Street art embellishes but also shocks and prompts for reflection. As the most ‘proletarian’ of arts, it uses cheap medium, usually spray paint and usually makes itself at home in improbable, unexpected locations.
Lisbon’s street art scene is thriving being taken by storm by one name in particular: Alexandre Farto, a.k.a Vhils. Unlike the majority of street artists, Vhils delivers his art not through a spray paint can, but with a chisel and a hammer, an electric drill, a jackhammer and recently, also with explosives.
Art by destruction? Yes. Vhils’ works, a majority of which are portraits, is scraped and chipped into buildings or thorn through the layers of old posters. A third dimension, an additional depth is added to his creations by the multiple layers hiding under what is visible at the first sight, also in a metaphysical fashion. The artist captures the present by unveiling the past under the most recent layer of paint.
Vhils’ subjects are usually ordinary people, the anonymous ‘everyday heroes’ as refers to them, although his portfolio includes portraits of a few, very recognizable Portuguese figures.

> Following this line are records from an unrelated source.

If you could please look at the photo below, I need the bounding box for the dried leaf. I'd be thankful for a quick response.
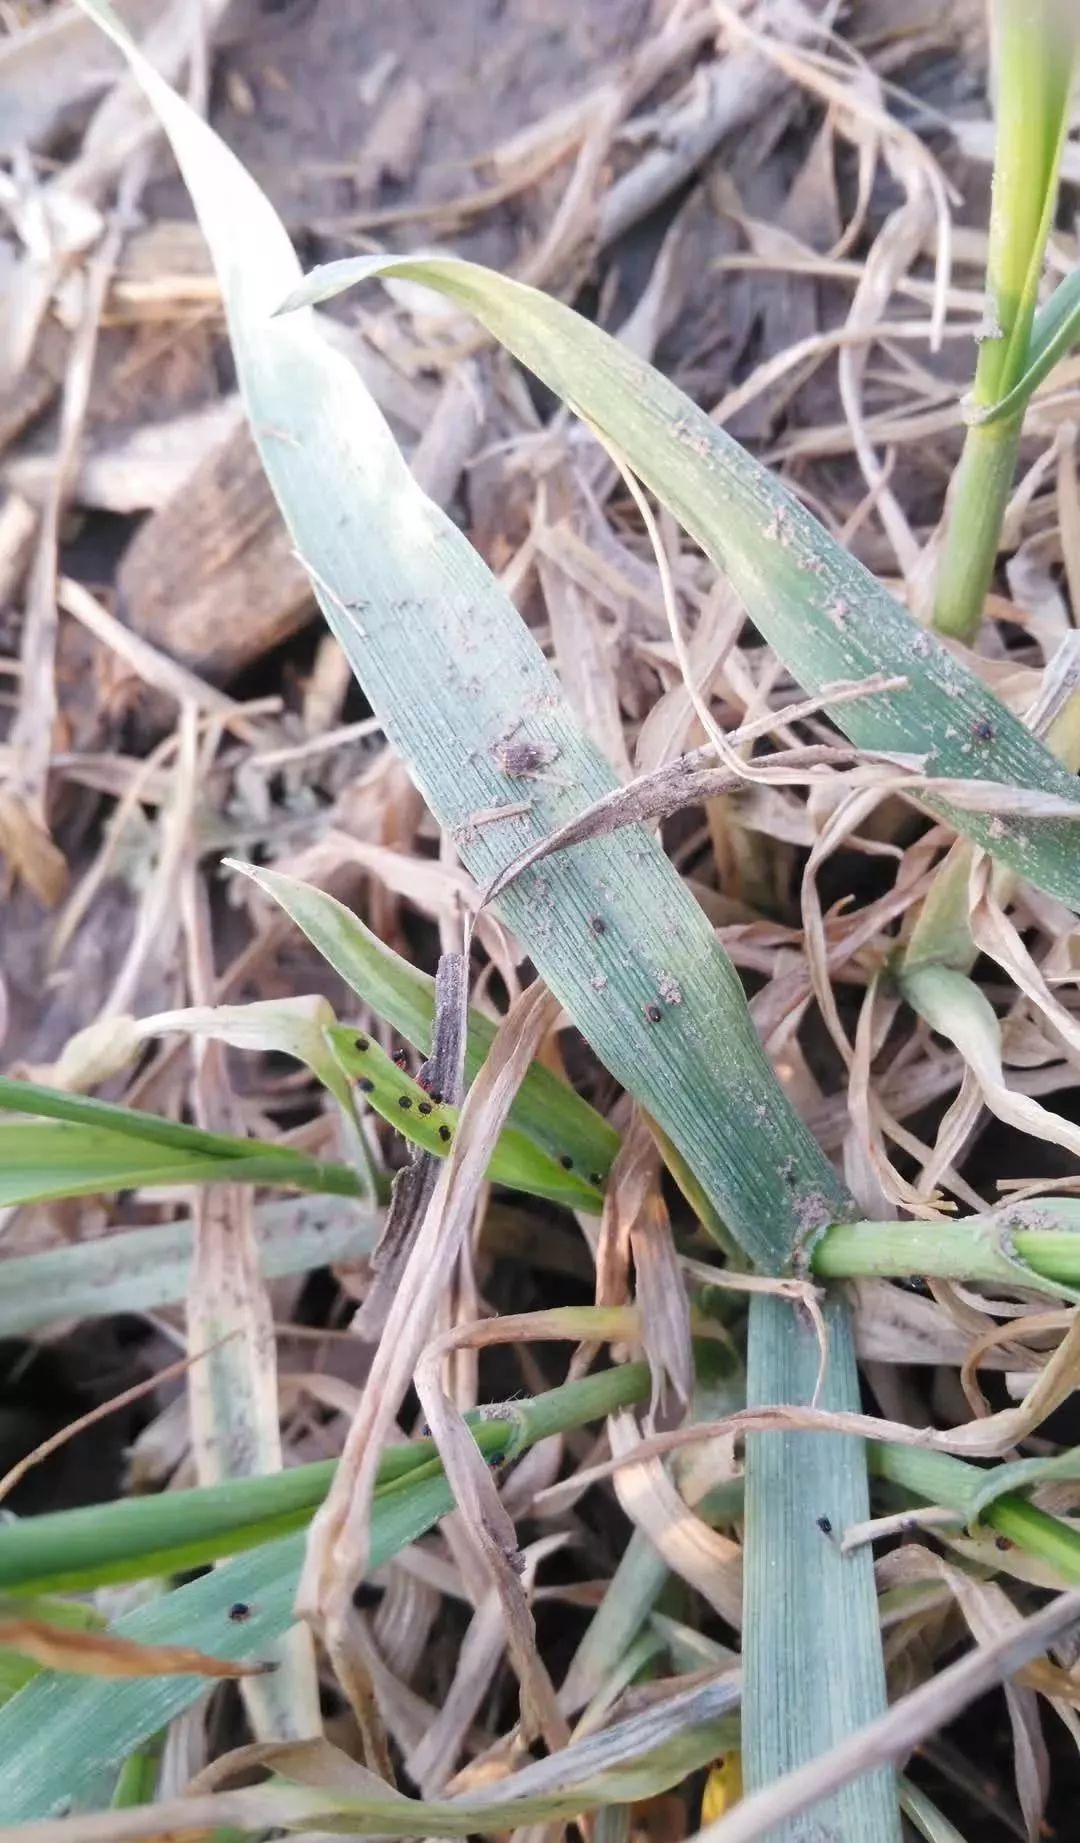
[181,876,322,1744]
[354,951,468,1339]
[610,1113,693,1423]
[408,1535,569,1793]
[298,983,560,1657]
[967,854,1080,1063]
[691,1593,1080,1843]
[0,1620,273,1681]
[878,1546,1050,1841]
[0,792,68,906]
[902,963,1080,1166]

Despite the great success enjoyed both in Portugal and worldwide – Vhils’ works can be found now in a variety of locations across the globe – the artists does not ambition to make his creations eternal. On the contrary, Farto believes that fading away, falling apart and finally disappearing is ‘the nature of things’ and a natural continuation of the creating process.
Where to see Vhils in Lisbon?
Already a few of Vhils’ iconic works disappeared from Lisbon cityscape, together with the building that hosted them, victims of the urban planning. ‘Nothing lasts forever’ is the only comment from the artists seeing his work destroyed.

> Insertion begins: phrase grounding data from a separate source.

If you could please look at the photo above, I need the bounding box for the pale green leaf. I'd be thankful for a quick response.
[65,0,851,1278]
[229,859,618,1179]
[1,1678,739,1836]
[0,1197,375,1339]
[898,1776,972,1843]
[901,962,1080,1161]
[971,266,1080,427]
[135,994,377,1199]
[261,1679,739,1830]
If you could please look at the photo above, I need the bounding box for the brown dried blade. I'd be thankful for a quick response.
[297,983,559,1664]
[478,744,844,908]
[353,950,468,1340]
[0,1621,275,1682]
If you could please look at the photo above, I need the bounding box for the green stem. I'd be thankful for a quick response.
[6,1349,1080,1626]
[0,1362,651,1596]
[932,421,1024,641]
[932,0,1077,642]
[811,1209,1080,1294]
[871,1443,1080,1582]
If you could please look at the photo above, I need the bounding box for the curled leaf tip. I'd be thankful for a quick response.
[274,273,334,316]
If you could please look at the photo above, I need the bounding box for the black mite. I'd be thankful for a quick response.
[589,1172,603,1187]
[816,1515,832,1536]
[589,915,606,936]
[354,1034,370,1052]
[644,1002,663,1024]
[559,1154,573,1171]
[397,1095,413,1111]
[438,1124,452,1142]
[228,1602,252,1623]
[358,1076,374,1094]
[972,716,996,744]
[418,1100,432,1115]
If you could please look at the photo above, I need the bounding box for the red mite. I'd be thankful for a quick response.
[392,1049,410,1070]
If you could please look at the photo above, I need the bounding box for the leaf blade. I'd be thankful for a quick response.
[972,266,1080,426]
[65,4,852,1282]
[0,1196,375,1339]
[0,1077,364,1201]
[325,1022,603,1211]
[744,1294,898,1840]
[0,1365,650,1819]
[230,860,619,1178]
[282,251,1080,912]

This shows how ephemeral can Vhils’ work be (despite being carved in walls with a chisel and a hammer). When in Lisbon, get off the beaten tourist tracks and see the city through the eyes of the local. Much like Banksy tours in Bristol, tracing the footsteps of Vhils in Lisbon can provide a very intimate portraits of the city. Here are a few suggestions of places in where you can still see them in Lisbon:
- in the patio of the restaurant at Rua das Gaivotas 8, in Chiado (Lisbon ‘upper town’ historic quarters)
- in the the old factory Fábrica do Braço de Prata in the industrial area of eastern Lisbon. The factory has been transformed into a culture and art venue.~
- at São Tomé street, in the São Jorge Castle neighbourhood. Here, the artist used a different medium – mosaic – to create a portrait of Portugal’s beloved fado singer Amalia Rodrigues.
- at Infante D. Henrique Avenue. This work is a collaboration with another famous Lisbon street artist, Pixel Pancho.
- at Cascais street in the dock quarter Alcântara.
Vhils’ works are also found inside the Dona Maria II theatre and in the Honorat restaurant in Chiado.
Alexandre Farto’s art reaches far beyond Portugal. His art can be admired in many charismatic cities across the world, amongst them London, Moscow, Bogota, New York and Los Angeles.
The new technique of ‘sculpting’ portraits in the building walls with a series of carefully planned explosions, also explored by Vhils has been used in the video clip to U2 song Raised by Wolves.
In the artist’s homeland, Portugal, his craftsmanship was recognized at the national level in 2015 when he was decorated the Order of Santiago of the Sward, awarded for outstanding literary, scientific or artistic merits.